Phone Interview Do’s and Don’ts
Here are some “do’s” and “don’ts” for phone interviews.
- Make sure there are no distractions or things (people, pets, TV/radio) that will create background noise.
- Use a landline if at all possible. If using a cell phone, make sure the phone is charged (or plugged in) and has a strong cell signal in the area you are taking the call. If you are using a cordless phone, make sure the battery is charged.
- Hang a “do not disturb” sign on the door. Let anyone who will be nearby know that you will be on a call and should not be interrupted.
- Take several deep breaths before the call. And do not forget to breathe during the call. This can help lower your voice pitch.
- Go to the bathroom before you get on the call.
- Be on time for a phone interview. Ensure you are ready when the scheduled time arrives.
- Ask the interviewer at the beginning of the call how long they have scheduled for the interview. This will help you pace yourself.
- Acknowledge if you have a strong accent, lisp, or anything that may make it difficult for the interviewer to understand you. Tell the interviewer, “Let me know if you have any trouble understanding me, and I will be happy to repeat the information.”
- Smile. It can help to look in a mirror while you interview — this will help ensure you are expressing emotion. It can be helpful for you to put a sticky note somewhere to remind yourself to smile.
- Let your enthusiasm come through in your voice. However, be mindful of your tone and volume. Limit “uhhs,” ‘umms,” and “you knows” in your responses.
- Slow down. When you are nervous, you are likely to talk faster, which makes you more difficult to understand. So talk a bit slower than you normally would.
- Listen carefully to the question you are being asked before answering. Wait until the interviewer has finished asking the question before you answer. And make sure you understand the question before you begin answering. Use facts in your answers. Be specific with your achievement, statistics, and numbers.
- Keep your answers brief and to the point. One of the biggest mistakes you can make in a phone interview is not knowing when to stop talking. Without seeing the interviewer, it can be hard to know that that he or she is losing interest in what you are saying. So answer briefly, but use verbal cues. For example, “Do you want to know more?”

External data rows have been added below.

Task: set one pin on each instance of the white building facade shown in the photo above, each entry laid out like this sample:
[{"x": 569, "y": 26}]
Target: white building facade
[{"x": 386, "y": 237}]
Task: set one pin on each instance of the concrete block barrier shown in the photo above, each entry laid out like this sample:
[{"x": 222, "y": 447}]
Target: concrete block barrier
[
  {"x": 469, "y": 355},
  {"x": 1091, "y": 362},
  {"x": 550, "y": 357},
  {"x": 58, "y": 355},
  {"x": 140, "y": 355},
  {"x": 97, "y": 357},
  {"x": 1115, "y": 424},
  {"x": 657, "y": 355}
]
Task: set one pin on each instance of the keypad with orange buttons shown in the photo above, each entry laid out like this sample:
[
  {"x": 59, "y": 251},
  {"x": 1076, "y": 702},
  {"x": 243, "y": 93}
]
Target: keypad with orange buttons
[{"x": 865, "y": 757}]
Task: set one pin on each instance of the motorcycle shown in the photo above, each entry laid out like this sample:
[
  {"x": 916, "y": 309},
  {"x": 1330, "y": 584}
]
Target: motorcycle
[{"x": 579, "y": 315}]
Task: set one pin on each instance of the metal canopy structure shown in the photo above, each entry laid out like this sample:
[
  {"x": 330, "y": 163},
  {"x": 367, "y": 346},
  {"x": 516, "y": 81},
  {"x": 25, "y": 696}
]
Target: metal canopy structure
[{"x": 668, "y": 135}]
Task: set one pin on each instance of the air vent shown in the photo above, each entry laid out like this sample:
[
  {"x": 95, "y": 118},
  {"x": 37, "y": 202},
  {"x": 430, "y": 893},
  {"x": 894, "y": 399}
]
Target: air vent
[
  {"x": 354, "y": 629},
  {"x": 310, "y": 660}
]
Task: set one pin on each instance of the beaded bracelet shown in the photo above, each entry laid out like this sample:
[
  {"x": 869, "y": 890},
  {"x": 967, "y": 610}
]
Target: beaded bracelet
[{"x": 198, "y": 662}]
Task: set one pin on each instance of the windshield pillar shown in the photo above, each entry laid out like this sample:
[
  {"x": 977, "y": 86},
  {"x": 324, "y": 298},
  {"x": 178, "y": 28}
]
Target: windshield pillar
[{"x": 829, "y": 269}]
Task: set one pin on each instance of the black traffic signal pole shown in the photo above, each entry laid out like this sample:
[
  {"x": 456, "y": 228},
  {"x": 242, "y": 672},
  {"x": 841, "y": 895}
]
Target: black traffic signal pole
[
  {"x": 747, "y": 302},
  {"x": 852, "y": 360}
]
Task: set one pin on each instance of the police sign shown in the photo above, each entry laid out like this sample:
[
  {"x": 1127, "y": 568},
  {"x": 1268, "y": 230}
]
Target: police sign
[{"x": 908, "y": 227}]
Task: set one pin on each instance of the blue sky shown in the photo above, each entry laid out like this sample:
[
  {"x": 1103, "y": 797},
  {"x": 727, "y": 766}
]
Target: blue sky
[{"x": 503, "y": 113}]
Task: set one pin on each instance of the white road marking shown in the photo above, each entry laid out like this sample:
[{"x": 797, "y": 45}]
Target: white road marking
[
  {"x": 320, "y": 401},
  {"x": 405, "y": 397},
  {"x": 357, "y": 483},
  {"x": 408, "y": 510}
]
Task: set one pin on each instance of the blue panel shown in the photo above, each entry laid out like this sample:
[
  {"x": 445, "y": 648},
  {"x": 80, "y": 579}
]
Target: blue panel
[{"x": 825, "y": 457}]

- Even during a phone interview, be mindful of your posture. One trick that can help give you energy is to stand up or walk around during the phone interview. Sit while the interviewer is talking, so you can take notes. But stand when you are responding. It allows you to breathe from your diaphragm, which helps you project your voice.
- Take a job interview phone call at work or at Starbucks. Make sure you are someplace quiet to take the call.

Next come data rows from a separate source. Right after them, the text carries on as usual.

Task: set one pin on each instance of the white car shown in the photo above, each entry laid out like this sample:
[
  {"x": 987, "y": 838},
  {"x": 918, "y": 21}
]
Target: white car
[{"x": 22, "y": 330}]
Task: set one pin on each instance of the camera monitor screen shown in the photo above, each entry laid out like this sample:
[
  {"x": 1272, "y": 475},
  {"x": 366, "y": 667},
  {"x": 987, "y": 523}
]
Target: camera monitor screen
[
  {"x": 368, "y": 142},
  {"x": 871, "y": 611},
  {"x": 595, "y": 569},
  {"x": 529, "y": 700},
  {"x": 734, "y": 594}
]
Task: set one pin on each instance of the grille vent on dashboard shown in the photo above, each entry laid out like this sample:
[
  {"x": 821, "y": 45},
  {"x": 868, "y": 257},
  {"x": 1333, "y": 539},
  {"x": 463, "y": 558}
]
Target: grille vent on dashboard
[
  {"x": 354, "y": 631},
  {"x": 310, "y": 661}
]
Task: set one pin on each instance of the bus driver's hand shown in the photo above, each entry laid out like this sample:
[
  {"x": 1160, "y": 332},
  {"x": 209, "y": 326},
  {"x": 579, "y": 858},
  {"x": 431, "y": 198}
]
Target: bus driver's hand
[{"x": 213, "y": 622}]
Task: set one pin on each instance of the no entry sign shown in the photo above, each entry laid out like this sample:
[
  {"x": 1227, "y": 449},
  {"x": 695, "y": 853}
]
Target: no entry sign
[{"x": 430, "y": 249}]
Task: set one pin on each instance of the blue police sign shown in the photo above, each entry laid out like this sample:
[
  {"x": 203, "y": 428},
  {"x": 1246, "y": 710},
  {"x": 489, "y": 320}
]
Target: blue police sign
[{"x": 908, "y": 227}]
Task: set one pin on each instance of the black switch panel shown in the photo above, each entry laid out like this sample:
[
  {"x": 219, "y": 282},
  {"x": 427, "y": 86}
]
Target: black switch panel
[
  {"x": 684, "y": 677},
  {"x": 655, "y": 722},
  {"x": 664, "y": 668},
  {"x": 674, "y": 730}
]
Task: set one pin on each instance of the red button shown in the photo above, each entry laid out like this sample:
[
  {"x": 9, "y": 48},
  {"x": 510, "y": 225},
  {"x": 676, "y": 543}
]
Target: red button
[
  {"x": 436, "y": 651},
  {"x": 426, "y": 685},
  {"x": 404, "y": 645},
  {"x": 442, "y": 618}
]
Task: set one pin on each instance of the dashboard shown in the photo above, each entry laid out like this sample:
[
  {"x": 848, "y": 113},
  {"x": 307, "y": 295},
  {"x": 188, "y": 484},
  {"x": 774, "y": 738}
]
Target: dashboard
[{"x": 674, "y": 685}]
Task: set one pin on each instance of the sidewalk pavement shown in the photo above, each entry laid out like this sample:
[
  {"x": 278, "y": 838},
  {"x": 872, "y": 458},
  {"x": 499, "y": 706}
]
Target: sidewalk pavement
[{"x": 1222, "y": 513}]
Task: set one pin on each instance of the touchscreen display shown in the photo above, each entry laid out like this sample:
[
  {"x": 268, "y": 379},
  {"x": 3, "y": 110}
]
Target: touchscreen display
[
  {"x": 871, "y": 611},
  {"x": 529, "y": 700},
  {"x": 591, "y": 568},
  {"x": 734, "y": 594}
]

- Interrupt your interviewer. Make sure he or she has finished asking the question before you answer. Wait a second or two before answering.
- Never put your interviewer on hold to answer another call. Ignore call waiting (if you have it) — or disable it, if possible.
- Be too “casual” or “informal” in your conversation. This is still a job interview!
- Never chew gum or eat anything during a phone interview.
- Eliminate “uptalk.” This is a nervous habit where you end a declarative statement with an intonation that makes it sound like a question. (Tape recording your interview can be a good way to identify if this is something you do.)
- Avoid using your phone’s speakerphone feature on a phone interview. Not only can a speakerphone create an echo, but it also picks up more background noise (such as shuffling papers).
- If you take notes, do not take them on your computer. The sound of typing is distracting. Have a pen and paper to take notes.
- Restrain yourself. If you are an animated speaker in person — for example, you use your hands while speaking —it is fine to use your hands. The interviewer cannot see them anyway. Using your hands will help make the interview feel more like a natural conversation.
- Use the “mute” button on your phone for the first time on a job interview call. The mute button can eliminate distracting noise (for example, if you must take a drink of water). You will want to have practiced using it before the call so you do not accidentally mute yourself while you want to be talking.
- Avoid bringing up salary, benefits, or reporting structure (who you would report to) on a phone interview. Save that for an in-person interview. But do be prepared to answer the salary question if you are asked
- Placing an empty chair near you when you are interviewing. “Talk” to the empty chair as if there was a real person sitting there.
- Eating a cough drop (especially one with menthol) before the call. A medicated cough drop can help your voice. (But make sure you finish the cough drop before you get on the call!)
- Calling from indoors, if you are using a cell phone. Wind can create noise on the line with a cell phone.